Knots good vid. Saw some of the in Afghanistan glad to be home.


----------



## Kevin Dolan (Oct 18, 2014)

mstoelton said:


> I'm planning an elevated deer blind that I want to include a mini wood stove for all day comfort.
> 
> Are there any really small and inexpensive wood stoves for this purpose?


Hope you have your prescription for medical marijua filled before you go to the blind. Am I missing something ??


----------



## Hogwildz (Oct 18, 2014)

Fsappo said:


> Im starting to wonder if the purpose of this deer blind has a damn thing to do with hunting deer.  Sounds like the making of a swell man cave.

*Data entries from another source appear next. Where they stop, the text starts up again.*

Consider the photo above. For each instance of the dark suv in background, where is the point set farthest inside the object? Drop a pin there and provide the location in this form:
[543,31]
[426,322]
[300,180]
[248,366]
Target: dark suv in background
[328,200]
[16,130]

Why not just purchase the meat from a butcher at this point?
There used to be an honor in taking the life of an animal, feeding on it, and using as much of the animal s possible.
There used to be a time when hunters earned their kill, but alas with the world it is today, everything is the quickest, easiest ways with the most advantage.
Yep, us humans are getting lazier & lazier as the times change.
Ain't advancement & technology grand.
Not pointing to the OP poster, just a general observation.
Nowadays some people think a rifle, scope/laser makes them a skilled hunter.


----------



## NRGarrott (Oct 18, 2014)

It's deer hunting, not guarding the tomb of the unknown soldier. I don't know why honor would ever be involved. Plenty of people like to sit in the woods and chill. Plenty of them like Brother Bart couldn't give a hoot if they ever saw, much less shot a deer. Sometimes it's about enjoying the outdoors while harvesting an animal for food, and sometimes it is about napping off a hangover in the woods. I guess they are dishonorable, but most hunters can get behind the idea of using a scope to humanly dispatch an animal, as opposed to 60 year old eyes focusing on iron sights 10 minutes before dawn.


----------



## mark cline (Oct 18, 2014)

My son and I made this stove for our little 12x20 hunting camp . It took about 2 hrs to make , but a smaller version can be made out a piece of well pipe.
	

		
			
		

		
	




	

		
			
		

		
	
I still hunt from climbing tree stands and freeze my "honor" off on a regular basis.


----------



## Hogwildz (Oct 19, 2014)

NRGarrott said:


> It's deer hunting, not guarding the tomb of the unknown soldier. I don't know why honor would ever be involved. Plenty of people like to sit in the woods and chill. Plenty of them like Brother Bart couldn't give a hoot if they ever saw, much less shot a deer. Sometimes it's about enjoying the outdoors while harvesting an animal for food, and sometimes it is about napping off a hangover in the woods. I guess they are dishonorable, but most hunters can get behind the idea of using a scope to humanly dispatch an animal, as opposed to 60 year old eyes focusing on iron sights 10 minutes before dawn.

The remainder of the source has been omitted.